Méli-mélasse

25/03/2020

Consigne: Imaginez un virus. Caractérisez-le et écrivez un récit. Durée 25-30 mins

La nouvelle avait fait l'effet d'une bombe. Bombe molle, certes, mais explosive quand même. Et, ô combien poisseuse.

Un nouveau virus déboulait sur la planète, c'est ce qu'annonçait les médias à grands coups de messages affolés, enjoignant les populations à plus de prudence que d'habitude. Le Shamallus-18 venait d'être isolé par le professeur Saka Rose dans son petit laboratoire de Haribus-les-eaux, qui subitement prenait une notoriété internationale. Notoriété dont il se serait bien passé tant Saka était un homme modeste et discret.

Par un étrange fait du hasard, n'était concernés que les personnes dont le nom commençait par la lettre S, ce que d'aucuns jugeaient particulièrement injuste. Et les populations se pressaient aux bureaux de l'état civil pour faire modifier leur patronymes. Combien de Samson, de Souillon ou de Souillosus se métamorphosaient en Concon, Couillon ou Couillocu.

Les symptômes se manifestaient par une soudaine déliquescence des tissus internes et un brutal ramollissement corporel. On avait dû créer le néologisme de Shamallesque pour en qualifier les plus atteints.

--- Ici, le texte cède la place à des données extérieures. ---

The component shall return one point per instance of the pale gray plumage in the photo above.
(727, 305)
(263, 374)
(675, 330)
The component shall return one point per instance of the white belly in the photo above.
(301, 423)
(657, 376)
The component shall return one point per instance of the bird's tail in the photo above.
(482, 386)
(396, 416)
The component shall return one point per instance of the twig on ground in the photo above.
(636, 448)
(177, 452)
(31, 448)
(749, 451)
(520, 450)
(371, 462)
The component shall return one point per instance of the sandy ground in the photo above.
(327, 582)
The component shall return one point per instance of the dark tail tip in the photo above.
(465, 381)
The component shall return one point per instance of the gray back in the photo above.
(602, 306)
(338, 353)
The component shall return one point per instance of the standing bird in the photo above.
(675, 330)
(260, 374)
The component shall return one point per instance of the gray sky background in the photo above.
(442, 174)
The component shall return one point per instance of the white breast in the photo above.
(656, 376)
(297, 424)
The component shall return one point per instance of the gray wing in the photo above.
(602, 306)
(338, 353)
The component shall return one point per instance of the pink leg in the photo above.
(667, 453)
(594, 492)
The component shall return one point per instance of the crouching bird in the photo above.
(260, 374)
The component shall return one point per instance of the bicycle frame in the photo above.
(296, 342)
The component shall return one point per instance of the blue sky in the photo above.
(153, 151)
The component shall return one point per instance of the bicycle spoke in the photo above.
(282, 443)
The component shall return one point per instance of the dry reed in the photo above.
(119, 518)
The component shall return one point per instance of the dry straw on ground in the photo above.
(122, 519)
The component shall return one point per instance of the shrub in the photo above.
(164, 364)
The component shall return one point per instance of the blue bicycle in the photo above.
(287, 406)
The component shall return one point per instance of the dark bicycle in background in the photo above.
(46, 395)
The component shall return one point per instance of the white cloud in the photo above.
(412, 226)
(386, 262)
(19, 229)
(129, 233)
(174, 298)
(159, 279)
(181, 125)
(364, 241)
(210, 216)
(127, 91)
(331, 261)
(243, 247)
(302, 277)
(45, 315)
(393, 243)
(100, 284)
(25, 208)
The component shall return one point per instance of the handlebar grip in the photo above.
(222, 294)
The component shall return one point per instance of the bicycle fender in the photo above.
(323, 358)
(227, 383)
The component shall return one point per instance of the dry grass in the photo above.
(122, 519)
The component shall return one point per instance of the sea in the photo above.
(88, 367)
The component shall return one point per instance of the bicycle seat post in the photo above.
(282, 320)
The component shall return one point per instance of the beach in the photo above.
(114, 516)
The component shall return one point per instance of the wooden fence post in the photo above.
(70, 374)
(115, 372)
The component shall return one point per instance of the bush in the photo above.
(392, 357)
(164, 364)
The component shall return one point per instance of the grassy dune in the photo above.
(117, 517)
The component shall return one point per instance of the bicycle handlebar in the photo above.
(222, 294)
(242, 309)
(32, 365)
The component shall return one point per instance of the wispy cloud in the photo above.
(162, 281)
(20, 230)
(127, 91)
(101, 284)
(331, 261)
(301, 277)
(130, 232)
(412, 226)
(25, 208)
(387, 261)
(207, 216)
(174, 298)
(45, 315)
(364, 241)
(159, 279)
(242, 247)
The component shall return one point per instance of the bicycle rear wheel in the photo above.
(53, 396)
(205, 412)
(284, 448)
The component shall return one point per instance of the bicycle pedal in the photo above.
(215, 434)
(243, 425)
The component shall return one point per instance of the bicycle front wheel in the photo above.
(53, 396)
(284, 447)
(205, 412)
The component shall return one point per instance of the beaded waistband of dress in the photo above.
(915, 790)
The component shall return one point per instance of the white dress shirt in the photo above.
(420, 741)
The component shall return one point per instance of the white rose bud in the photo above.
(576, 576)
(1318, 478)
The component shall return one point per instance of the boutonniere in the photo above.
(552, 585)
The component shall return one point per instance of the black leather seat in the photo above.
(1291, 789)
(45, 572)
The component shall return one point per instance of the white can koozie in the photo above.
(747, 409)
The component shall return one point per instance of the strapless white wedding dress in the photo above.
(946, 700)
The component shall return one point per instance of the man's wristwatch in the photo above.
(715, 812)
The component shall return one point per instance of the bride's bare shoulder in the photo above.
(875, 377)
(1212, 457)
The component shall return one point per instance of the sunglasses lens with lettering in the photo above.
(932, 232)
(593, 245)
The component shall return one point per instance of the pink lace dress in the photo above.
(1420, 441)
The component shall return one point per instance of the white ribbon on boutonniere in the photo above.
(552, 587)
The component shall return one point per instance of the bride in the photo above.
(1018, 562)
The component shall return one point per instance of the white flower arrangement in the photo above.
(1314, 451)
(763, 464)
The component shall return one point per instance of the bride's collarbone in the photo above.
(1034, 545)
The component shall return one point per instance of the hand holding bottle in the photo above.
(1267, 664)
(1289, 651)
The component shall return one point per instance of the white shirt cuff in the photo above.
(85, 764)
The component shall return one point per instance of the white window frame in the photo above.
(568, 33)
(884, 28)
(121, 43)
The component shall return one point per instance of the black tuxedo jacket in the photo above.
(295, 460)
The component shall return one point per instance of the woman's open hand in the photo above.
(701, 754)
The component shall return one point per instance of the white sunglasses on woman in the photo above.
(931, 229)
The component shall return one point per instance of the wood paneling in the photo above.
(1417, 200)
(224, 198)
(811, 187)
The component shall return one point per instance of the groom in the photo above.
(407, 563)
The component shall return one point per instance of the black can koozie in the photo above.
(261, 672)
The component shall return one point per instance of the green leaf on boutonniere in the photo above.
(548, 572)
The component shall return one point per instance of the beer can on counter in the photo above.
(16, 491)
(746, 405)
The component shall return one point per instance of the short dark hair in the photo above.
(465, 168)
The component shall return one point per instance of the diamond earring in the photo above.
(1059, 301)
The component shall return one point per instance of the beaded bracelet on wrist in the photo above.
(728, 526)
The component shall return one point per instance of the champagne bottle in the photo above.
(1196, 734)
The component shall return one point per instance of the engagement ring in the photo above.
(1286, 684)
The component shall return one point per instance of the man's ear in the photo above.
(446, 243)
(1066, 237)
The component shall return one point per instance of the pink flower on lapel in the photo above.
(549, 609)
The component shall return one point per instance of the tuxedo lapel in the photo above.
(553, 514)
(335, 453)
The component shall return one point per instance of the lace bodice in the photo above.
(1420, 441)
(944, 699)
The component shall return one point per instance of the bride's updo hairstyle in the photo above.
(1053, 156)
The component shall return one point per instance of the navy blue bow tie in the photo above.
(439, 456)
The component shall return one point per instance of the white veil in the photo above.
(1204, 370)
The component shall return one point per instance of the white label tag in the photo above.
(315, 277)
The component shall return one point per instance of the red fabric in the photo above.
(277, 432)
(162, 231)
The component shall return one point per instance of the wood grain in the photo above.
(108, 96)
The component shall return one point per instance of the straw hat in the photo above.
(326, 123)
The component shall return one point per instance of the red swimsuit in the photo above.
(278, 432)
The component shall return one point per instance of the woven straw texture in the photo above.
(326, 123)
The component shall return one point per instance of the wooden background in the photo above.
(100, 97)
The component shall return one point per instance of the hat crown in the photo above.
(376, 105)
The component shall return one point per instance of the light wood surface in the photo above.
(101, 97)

La diction elle-même s'en trouvait affectée et les mots peinaient à sortir des bouches flasques et cotonneuses pour se transformer en une bouillie verbale aux limites de l'incompréhension.

Mais les plus flagrantes métamorphoses se signalaient dans les attitudes amorphes et apathiques des contaminés, leur propension à s'étaler plus que de coutume et à se montrer particulièrement collants. Leurs membres s'étiraient comme guimauves au soleil et les plus atteints s'agglutinaient les uns aux autres comme autant de pastillas écœurantes.

Le confinement n'était d'aucune utilité puisque les patients glissaient sous la porte, fondaient dans les rues, s'écoulaient dans les caniveaux et se collaient aux trottoirs ou sur les flancs des arbres, comme autant de chewing-gums placés là par un gamin facétieux.

Dans un premier temps, les forces de police avait tenté de stopper la contamination par des mesures aussi dérisoires qu'inutiles. On tentait d'attraper les malades avec des filets et des perches mais, ces outils désuets s'en trouvaient gluamment pollués et les patients poisseux passaient entre les mailles des filets, se collant a l'attirail policier.

Bientôt, la planète toute entière ne serait plus qu'une immense mare de sucre mou, de corps gluants et de bêtes à diabète.

En quelques semaines, plusieurs millions de personnes succombèrent à cet étrange virus jusqu'à ce que le professeur Kaka Roke -qui avait pu changer de nom avant que ne soient saturés les services administratifs- découvre, enfin, un antidote, l'anti-glucose sirupant, scientifiquement dénommée H2C.

Cette molécule avait la particularité de compacter les sucres en une saccharine rigide qu'on pouvait décoller à l'aide d'une simple spatule de pâtissier. Une fois récupérés dans une boîte à bonbons, les souffreteux étaient emballés dans un petit papier et exposés au rayon confiserie des supermarchés. Ainsi pouvaient-ils se survivre dans les palais des gourmets et les poches des garnements. Maigre consolation pour qui craignait de se mêler à la mélasse moche et à la gent mucilagineuse.

Quand ceux-ci furent dissous dans un bain de gomme arabique, on put enfin entrevoir le terme de la malédiction sucrée. La prochaine étape consisterait à les répartir en fibres suffisamment légères pour qu'ils puissent se propager dans l'air, sans risque aucun pour les porteurs sains.

Une année de recherches intensives mirent fin à cette glucosière épidémie et Kaka Roke fut décoré de la médaille du Caramel. Le monde put souffler un peu... avant que ne débarque le bacille du barbe à papa, une forme avancée de la bactérie du calisson.